Simply put, is it not possible to update an attribute of model #1 from a controller of model #2?
Thanks
UPDATE:
With the help of the men below, I was able to verify two things:
1. result = work.params ['billingid'] returns string
2. That I am able to save into a different model from any controller
However, even though I have attr_accessible :billing_id I am still unable to save the result into billing_id column of User table. I was successful in saving the result in a store_name column of a Store table, so I don't know what it is about User model that is preventing me from saving.
I ran,
#mystore = Store.find(current_user)
#mystore.store_name = result
#mystore.save
and it was successful. But,
#thisuser = User.find(current_user)
#thisuser.billing_id = result
#thisuser.save
This fails even though attr_accessible is set correctly. What else could prevent from saving certain attributes other than attr_accessible? Thanks everyone!
UPDATE 2: User Model
require 'digest'
class User < ActiveRecord::Base
has_one :store
has_many :products
attr_accessor :password
# attr_accessible was commented out completely just to check as well. Neither worked
attr_accessible :name, :email, :password, :password_confirmation, :username, :billing_id
validates :name, :presence => true,
:length => { :maximum => 50 }
validates :email, :presence => true,
:format => { :with => email_regex },
:uniqueness => { :case_sensitive => false }
validates :password, :presence => true,
:confirmation => true,
:length => { :within => 6..40 }
username_regex = /^([a-zA-Z0-9]{1,15})$/
before_save :encrypt_password
def has_password?(submitted_password)
encrypted_password == encrypt(submitted_password)
end
private
def encrypt_password
self.salt = make_salt if new_record?
self.encrypted_password = encrypt(password)
end
def encrypt(string)
secure_hash("#{salt}--#{string}")
end
def make_salt
secure_hash("#{Time.now.utc}--#{password}")
end
def secure_hash(string)
Digest::SHA2.hexdigest(string)
end
end
end
UPDATE FINAL: SOLUTION
using #thisusers.errors, I was able to find out that it was trying to validate the presence of password during this request.
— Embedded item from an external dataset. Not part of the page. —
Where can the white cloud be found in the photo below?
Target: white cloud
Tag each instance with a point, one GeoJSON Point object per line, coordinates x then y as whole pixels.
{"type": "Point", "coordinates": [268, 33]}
Once I commented it out, it saved without an issue. I am unsure why this is happening, but I will take it from here. Thanks everyone esp. dmarkow!
There should be no issue updating any number of models from a controller.
Make sure that work.params['billingid'] actually contains a value.
Your User model may have some attributes marked as attr_accessible (since you have current_user, I assume you have authentication, and this often means needing to protect your model's attributes by default). If this is the case, that means that only those attributes can be changed by mass assignment (e.g. using update_attributes). Either add billing_id to the list of attributes that are attr_accessible, or don't use mass assignment. (Instead, you would just do current_user.billing_id = result and then current_user.save)
Edit: The problem wound up being a validation error on the User model. Always make sure to check the user.errors when user.save returns false.